The role of a nutritionist

Do not underestimate the role of a nutritionist. Not only does the dietitian need to monitor the athletes' body changes on a daily basis, but he or she also needs to arrange the nutrition package that corresponds to their physical condition so that they can get enough healthy nutrients.

For example, without enough protein, their muscles will not get stronger. Without enough calcium, magnesium, potassium and other nutrients, muscles cannot relax at the right time. If swimmers consume too much sugar at an inappropriate time, their energy will decrease quickly and it will lead to weakness and fatigue. So, it is up to the nutritionist to get them to consume the right nutrients at the right time.

What should they eat?

Each macronutrient plays an important role in our diet and provides our bodies with optimal athletic performance.

Carbohydrates should make up half of a swimmer's diet because it is what motivates swimmers to do a lot of training. Carbohydrates are generally stored in our muscles and liver in the form of glycogen, which is the "fuel" that our bodies use throughout the day, especially during workouts. Choosing good quality carbohydrates such as whole grains, fruits, vegetables, and legumes can be a great way to help fuel them.

Protein helps build and repair an athlete's muscles. They need to train and compete over and over again, during which time their muscles will be torn, and failure to repair these torn muscles will affect their bodies or careers. Some good choices of lean protein include turkey or chicken breast (skinless), fish, lean beef, nuts, seeds, eggs, Greek yogurt and protein powder, all of which will help them repair and build muscle.

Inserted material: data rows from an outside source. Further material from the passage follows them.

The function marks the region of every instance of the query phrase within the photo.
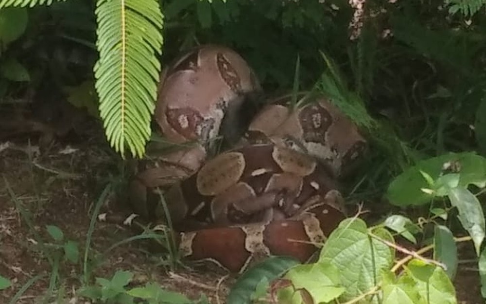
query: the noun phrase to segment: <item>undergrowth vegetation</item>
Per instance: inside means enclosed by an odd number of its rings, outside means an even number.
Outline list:
[[[192,46],[228,46],[247,60],[270,95],[294,86],[330,96],[370,146],[346,181],[347,200],[361,202],[358,214],[341,223],[317,260],[269,258],[239,279],[227,303],[456,303],[451,282],[457,243],[465,242],[474,245],[474,275],[486,298],[480,202],[486,187],[486,2],[349,2],[0,0],[0,107],[33,92],[48,94],[46,88],[61,92],[103,122],[108,142],[123,158],[142,157],[161,69]],[[33,7],[22,7],[28,5]],[[131,286],[125,270],[93,277],[103,255],[92,255],[91,233],[113,187],[100,195],[83,246],[52,225],[44,228],[48,239],[35,235],[28,211],[10,190],[51,268],[45,298],[61,298],[59,269],[71,263],[82,265],[79,294],[93,301],[208,303],[154,283]],[[359,216],[368,207],[372,223]],[[110,249],[144,239],[174,247],[166,232],[157,232]],[[173,268],[181,262],[173,251],[167,260]],[[0,274],[0,290],[10,287],[8,279]]]

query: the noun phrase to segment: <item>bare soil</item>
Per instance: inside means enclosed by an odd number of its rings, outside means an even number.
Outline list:
[[[6,147],[5,143],[0,143],[0,274],[13,281],[11,287],[0,291],[0,303],[8,303],[29,280],[38,275],[43,276],[17,303],[42,303],[52,273],[46,255],[39,249],[19,206],[30,215],[34,230],[44,241],[52,242],[46,226],[56,225],[66,239],[78,242],[82,260],[94,205],[107,178],[117,174],[116,157],[104,143],[102,133],[93,137],[95,139],[69,147],[57,144],[47,153],[31,157],[27,146],[22,150],[17,149],[18,146]],[[97,221],[92,253],[104,252],[130,235],[129,231],[116,225]],[[461,258],[474,258],[470,246],[461,245],[460,248]],[[129,270],[139,283],[155,282],[194,299],[204,293],[211,303],[226,303],[228,286],[234,282],[234,278],[210,268],[201,271],[180,268],[171,272],[160,265],[160,259],[146,254],[136,243],[115,248],[103,261],[94,269],[93,277],[110,278],[117,270]],[[60,274],[64,288],[61,297],[64,300],[59,303],[87,303],[76,293],[81,286],[82,265],[65,261],[61,264]],[[484,303],[475,265],[460,266],[455,284],[461,303]]]

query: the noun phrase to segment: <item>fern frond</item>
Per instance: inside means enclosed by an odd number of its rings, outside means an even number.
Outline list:
[[[106,137],[122,157],[128,147],[141,157],[159,80],[163,16],[157,0],[98,0],[95,13],[94,72]]]
[[[66,0],[0,0],[0,8],[9,6],[33,7],[36,5],[50,5],[53,2],[66,2]]]

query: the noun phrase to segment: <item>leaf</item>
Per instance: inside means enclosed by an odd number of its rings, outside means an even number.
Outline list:
[[[133,274],[128,271],[117,270],[111,280],[96,278],[96,282],[101,286],[101,300],[113,299],[125,293],[124,286],[132,280]]]
[[[481,295],[486,298],[486,249],[483,249],[478,261],[479,277],[481,282]]]
[[[414,244],[417,244],[417,240],[412,233],[418,233],[421,229],[410,218],[403,215],[390,215],[385,220],[384,224],[385,227],[399,233]]]
[[[231,20],[228,5],[222,0],[215,0],[211,7],[217,15],[220,23],[224,23]]]
[[[284,278],[290,280],[296,289],[307,290],[314,303],[327,303],[337,299],[345,291],[345,288],[341,286],[339,270],[329,262],[299,265],[289,270]],[[287,287],[279,294],[288,298],[289,295],[293,293],[293,287]],[[294,301],[296,302],[293,303],[302,303],[302,298],[294,298]]]
[[[211,5],[208,0],[197,1],[197,17],[203,28],[208,28],[212,23]]]
[[[0,1],[0,8],[5,0]],[[27,10],[18,7],[9,7],[0,10],[0,42],[5,44],[17,40],[25,32],[28,16]]]
[[[449,196],[451,203],[457,208],[459,221],[472,238],[476,253],[479,256],[486,230],[481,203],[477,197],[465,188],[451,189]]]
[[[12,81],[30,81],[29,71],[20,62],[13,58],[1,63],[0,73],[2,77]]]
[[[435,266],[418,259],[409,262],[407,268],[416,280],[425,282],[429,281],[435,269]]]
[[[422,299],[419,303],[457,304],[454,286],[442,268],[417,259],[411,260],[404,268],[405,275],[415,281],[415,288]],[[429,301],[426,302],[427,300]]]
[[[394,243],[393,236],[384,228],[377,228],[373,234]],[[383,242],[368,234],[366,223],[359,218],[348,218],[339,224],[321,251],[319,262],[330,263],[339,269],[346,291],[342,299],[350,300],[374,287],[377,274],[391,268],[394,251]]]
[[[216,0],[217,1],[217,0]],[[264,298],[267,294],[267,289],[269,286],[270,282],[268,282],[268,279],[265,277],[262,278],[255,287],[255,291],[252,293],[251,296],[250,297],[250,299],[252,301],[254,301],[259,299]]]
[[[74,241],[68,241],[64,244],[64,254],[69,262],[76,264],[79,259],[79,250],[78,243]]]
[[[0,275],[0,290],[6,289],[12,286],[12,282],[7,278]]]
[[[271,257],[256,264],[246,270],[233,286],[228,295],[227,303],[231,304],[247,304],[251,295],[260,284],[262,278],[269,282],[281,275],[290,268],[299,265],[295,259],[283,257]]]
[[[421,161],[397,177],[390,183],[387,190],[386,197],[390,202],[397,206],[405,207],[423,205],[429,202],[434,196],[425,193],[421,190],[428,188],[429,185],[420,171],[427,173],[437,180],[444,164],[447,163],[459,164],[460,172],[458,184],[456,186],[467,186],[470,184],[481,185],[486,179],[486,160],[484,158],[472,152],[447,153]],[[443,178],[439,180],[438,184],[436,182],[435,186],[443,189],[452,187],[455,182],[456,178],[451,175]],[[447,192],[441,195],[447,195]]]
[[[46,228],[51,237],[55,240],[60,242],[64,238],[64,234],[57,226],[48,225],[46,226]]]
[[[434,259],[447,267],[447,275],[453,280],[457,270],[457,246],[454,235],[446,226],[436,225],[434,244]]]
[[[98,0],[99,59],[94,67],[100,116],[110,145],[141,157],[151,134],[162,45],[157,0]]]
[[[436,216],[440,217],[444,220],[447,219],[447,211],[443,208],[432,208],[431,213]]]
[[[426,304],[420,301],[415,282],[410,278],[402,276],[397,280],[391,271],[384,272],[382,276],[382,304]]]

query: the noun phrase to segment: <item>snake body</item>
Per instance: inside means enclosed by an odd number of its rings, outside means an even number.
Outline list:
[[[211,140],[234,134],[245,98],[261,89],[227,48],[176,58],[162,72],[156,120],[169,140],[195,143],[140,162],[130,185],[138,213],[170,216],[183,256],[231,271],[270,255],[308,259],[346,217],[338,179],[366,146],[329,100],[301,93],[306,102],[294,109],[290,95],[270,101],[236,146],[209,156]]]

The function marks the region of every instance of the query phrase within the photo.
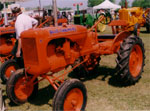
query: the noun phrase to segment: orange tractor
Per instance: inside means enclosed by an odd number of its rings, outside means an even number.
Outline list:
[[[135,84],[141,78],[145,64],[144,44],[139,37],[131,36],[130,31],[98,35],[97,25],[103,19],[101,16],[90,29],[81,25],[55,24],[55,27],[24,31],[21,40],[25,67],[12,73],[7,81],[6,92],[10,100],[15,104],[25,103],[37,94],[38,83],[47,79],[56,90],[53,111],[85,110],[87,92],[84,84],[77,79],[65,81],[65,77],[73,70],[80,75],[81,70],[88,73],[99,65],[101,55],[114,53],[118,55],[120,80]]]
[[[48,27],[54,24],[52,16],[43,15],[43,17],[36,17],[36,19],[39,21],[39,26],[37,28]],[[58,19],[57,23],[67,23],[67,19]],[[19,63],[20,60],[16,59],[14,55],[11,54],[15,42],[14,22],[11,22],[9,26],[0,27],[0,62],[3,63],[0,67],[0,78],[3,83],[6,83],[12,72],[23,67]]]
[[[128,30],[137,36],[143,26],[150,32],[150,8],[145,11],[140,7],[120,9],[119,20],[113,20],[109,26],[112,26],[114,34]]]

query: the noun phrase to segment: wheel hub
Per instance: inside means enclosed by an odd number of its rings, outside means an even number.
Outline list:
[[[83,94],[80,89],[72,89],[64,101],[64,111],[80,111],[83,104]]]
[[[135,45],[131,51],[129,58],[129,70],[133,77],[137,77],[141,71],[143,64],[143,54],[141,47],[139,45]]]

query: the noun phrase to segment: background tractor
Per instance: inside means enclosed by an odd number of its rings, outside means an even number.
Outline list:
[[[55,6],[54,14],[56,9]],[[81,25],[57,26],[57,16],[54,17],[55,27],[31,29],[21,34],[25,67],[11,74],[6,84],[12,102],[23,104],[36,97],[38,83],[47,79],[56,90],[53,111],[85,110],[84,84],[77,79],[65,80],[65,77],[73,70],[78,70],[75,72],[78,75],[83,74],[81,70],[87,73],[94,70],[101,55],[117,54],[117,72],[123,83],[133,85],[141,78],[145,50],[139,37],[131,36],[130,31],[98,35],[97,25],[104,16],[90,29]]]
[[[106,25],[109,24],[112,20],[111,14],[108,10],[103,10],[102,12],[97,10],[96,14],[94,14],[93,8],[80,11],[77,10],[76,15],[74,16],[74,24],[83,25],[90,28],[102,15],[104,15],[105,18],[98,24],[97,29],[98,31],[103,32],[106,29]]]
[[[119,20],[113,20],[109,26],[112,26],[114,34],[128,30],[138,35],[140,27],[143,26],[146,27],[147,32],[150,32],[150,9],[145,11],[140,7],[120,9]]]

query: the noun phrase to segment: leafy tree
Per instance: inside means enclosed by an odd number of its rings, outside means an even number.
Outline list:
[[[129,7],[129,1],[127,0],[127,7]],[[121,0],[120,2],[119,2],[119,5],[121,5],[122,7],[125,7],[125,0]]]
[[[99,5],[103,1],[105,1],[105,0],[88,0],[88,7],[93,7],[93,6]],[[115,3],[115,0],[110,0],[110,1]]]
[[[64,8],[58,8],[60,11],[65,11],[65,10],[71,10],[72,8],[70,7],[64,7]]]

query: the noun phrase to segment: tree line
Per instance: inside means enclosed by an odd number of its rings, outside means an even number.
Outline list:
[[[88,0],[88,6],[93,7],[105,0]],[[110,0],[111,2],[115,3],[115,0]],[[128,7],[129,7],[129,0],[127,0]],[[121,0],[119,5],[125,6],[125,0]],[[150,0],[134,0],[132,3],[132,7],[142,7],[142,8],[150,8]]]

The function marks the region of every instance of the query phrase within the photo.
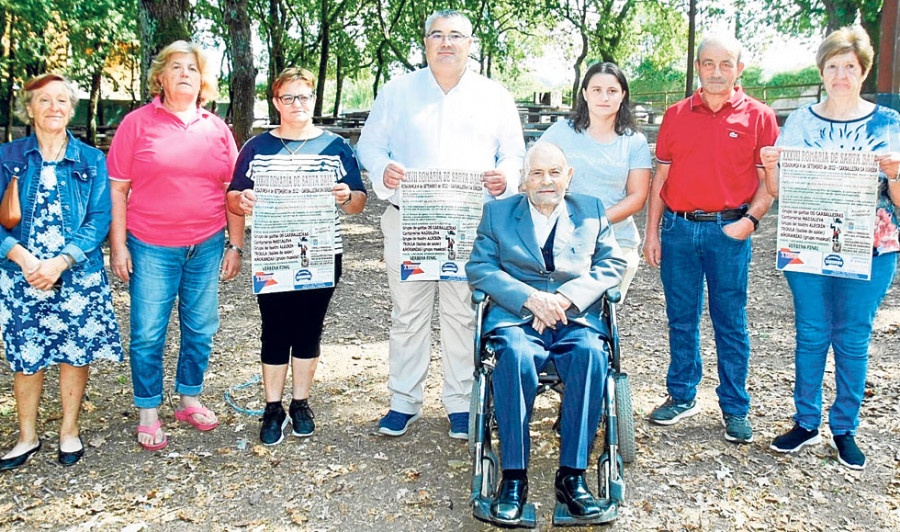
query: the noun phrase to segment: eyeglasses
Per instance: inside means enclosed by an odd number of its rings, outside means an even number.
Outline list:
[[[315,94],[282,94],[278,97],[278,101],[283,103],[284,105],[291,105],[295,100],[299,101],[301,104],[306,105],[309,102],[316,99]]]
[[[468,39],[469,36],[455,31],[448,34],[444,34],[439,31],[433,31],[426,35],[425,38],[436,43],[444,42],[444,39],[447,39],[448,41],[450,41],[450,44],[459,44]]]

Not all fat is bad. Fat is necessary for our digestion and nutrient absorption and as a source of energy for exercise. Choose healthy fats such as avocados, olive oil, fish, nuts and nut butters.

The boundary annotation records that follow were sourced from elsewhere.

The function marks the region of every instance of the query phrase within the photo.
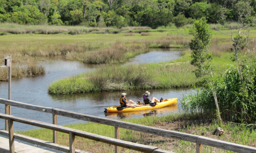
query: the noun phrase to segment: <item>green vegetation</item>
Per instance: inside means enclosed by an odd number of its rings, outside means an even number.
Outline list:
[[[211,138],[255,147],[256,131],[252,126],[222,122],[220,123],[205,114],[193,113],[170,114],[164,116],[146,116],[140,118],[122,120],[130,122],[163,128],[191,134],[203,135]],[[78,123],[65,126],[89,133],[114,138],[114,128],[95,123]],[[212,135],[216,127],[221,127],[224,135],[216,137]],[[103,129],[103,130],[102,130]],[[15,132],[32,137],[52,141],[52,131],[45,129],[36,129],[28,131]],[[195,152],[196,145],[189,142],[156,136],[136,131],[121,129],[121,139],[140,144],[158,146],[160,149],[175,152]],[[58,142],[69,146],[69,135],[58,133]],[[86,139],[76,137],[76,148],[92,152],[114,152],[114,146]],[[132,150],[121,148],[122,152]],[[210,146],[203,146],[204,152],[231,152]]]
[[[253,25],[254,1],[2,0],[0,22],[118,28],[156,28],[174,23],[179,27],[200,18],[216,23],[221,19],[222,11],[229,20],[237,21],[237,6],[251,12],[246,22]]]

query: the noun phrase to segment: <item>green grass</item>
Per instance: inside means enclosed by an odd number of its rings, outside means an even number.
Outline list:
[[[224,73],[233,64],[231,53],[215,57],[212,64],[216,73]],[[95,71],[61,80],[49,88],[51,94],[73,94],[102,91],[122,91],[193,87],[199,81],[189,63],[190,53],[169,62],[138,65],[109,66]]]
[[[196,135],[203,135],[206,137],[255,147],[255,130],[250,129],[250,127],[247,128],[244,125],[227,122],[220,123],[212,121],[210,118],[206,114],[196,113],[147,116],[122,120]],[[65,126],[111,138],[114,138],[115,136],[114,127],[98,123],[87,122],[67,125]],[[211,134],[217,126],[220,126],[224,131],[224,135],[221,137],[216,137]],[[17,132],[48,141],[52,141],[52,132],[51,130],[36,129]],[[156,146],[160,149],[175,152],[195,152],[195,144],[189,142],[155,136],[123,129],[121,129],[120,132],[121,139],[125,141]],[[69,135],[58,132],[58,141],[59,144],[69,146]],[[114,152],[114,146],[112,145],[78,137],[76,137],[76,148],[93,152]],[[124,152],[127,149],[122,149]],[[107,152],[107,150],[111,151]],[[204,152],[231,152],[207,146],[203,146],[203,151]]]

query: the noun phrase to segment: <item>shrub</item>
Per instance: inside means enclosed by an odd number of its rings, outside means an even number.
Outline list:
[[[230,67],[216,79],[215,89],[222,118],[228,121],[256,123],[256,63],[242,65],[243,78],[236,68]],[[215,114],[216,106],[210,86],[205,86],[197,92],[184,96],[181,107],[186,111],[208,112]]]

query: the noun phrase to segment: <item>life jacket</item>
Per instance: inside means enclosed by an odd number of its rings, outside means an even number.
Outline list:
[[[127,103],[127,99],[126,98],[124,98],[124,97],[121,97],[121,98],[120,98],[119,99],[119,103],[120,103],[120,105],[121,105],[121,107],[126,107],[126,105],[125,104],[124,104],[122,101],[122,100],[123,99],[125,99],[125,101],[126,101],[126,103]]]
[[[151,103],[151,98],[150,96],[147,96],[145,94],[143,95],[143,102],[145,104],[148,104]]]

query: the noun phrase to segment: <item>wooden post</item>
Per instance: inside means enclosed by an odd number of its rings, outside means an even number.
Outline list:
[[[57,125],[57,115],[52,114],[52,123]],[[53,142],[58,143],[58,135],[57,134],[57,131],[53,130]]]
[[[10,62],[7,66],[9,67],[9,73],[8,73],[8,99],[11,100],[11,90],[12,90],[12,59],[11,55],[10,56]],[[8,115],[11,115],[11,106],[8,105],[5,105],[5,114]],[[6,119],[5,120],[5,130],[8,130],[8,120]]]
[[[75,153],[76,149],[75,148],[75,134],[69,133],[69,152]]]
[[[203,153],[203,145],[197,143],[197,153]]]
[[[10,153],[15,153],[14,150],[14,134],[13,130],[13,120],[8,118],[9,124],[9,145]]]
[[[120,139],[120,128],[115,126],[115,138]],[[115,146],[115,153],[120,153],[120,147]]]
[[[5,114],[11,115],[11,106],[10,105],[5,105]],[[8,131],[8,120],[5,120],[5,130]]]

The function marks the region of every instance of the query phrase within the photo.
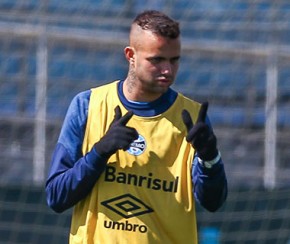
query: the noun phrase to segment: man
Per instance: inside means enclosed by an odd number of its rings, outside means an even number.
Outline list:
[[[70,243],[197,243],[195,199],[216,211],[227,195],[208,105],[170,88],[177,22],[145,11],[129,42],[127,78],[78,94],[68,109],[48,205],[74,206]]]

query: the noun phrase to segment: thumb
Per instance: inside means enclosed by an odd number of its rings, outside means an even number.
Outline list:
[[[187,132],[189,132],[191,128],[193,127],[193,122],[190,117],[190,114],[186,109],[184,109],[182,110],[181,116],[182,116],[183,123],[186,126]]]
[[[208,108],[208,102],[203,102],[201,104],[199,113],[198,113],[198,117],[197,117],[197,123],[198,122],[205,122],[205,118],[206,118],[206,113],[207,113],[207,108]]]
[[[115,116],[112,123],[118,121],[122,117],[122,112],[119,105],[115,107],[114,111],[115,111]]]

What do I eat for breakfast before training?

Eating breakfast will start your metabolism and help prepare your body for what is about to happen, while helping to maximize performance and training. You will usually eat something light and easy to digest such as cereal, oatmeal, bananas, toast, fresh fruit or yogurt.

What do you eat during a race?

After a race or training session, swimmers need to eat as soon as possible to regain strength. Food should consist of complex carbohydrates and protein, not sugar or high-fat foods.

That's why you see athletes counting the number of calories and energy they consume during meals, because they have to follow the mandate of their coaching staff and nutritionists not to let their bodies have any problems with energy intake, which is one of the things that are not easy for athletes

These nutrition packages and diet mixes are only general recommendations, before you modify your own diet plan, it is recommended that you contact a professional nutritionist for nutrition mixes, blindly mix your own not only can not get energy and nutrition, but may also harm yourself.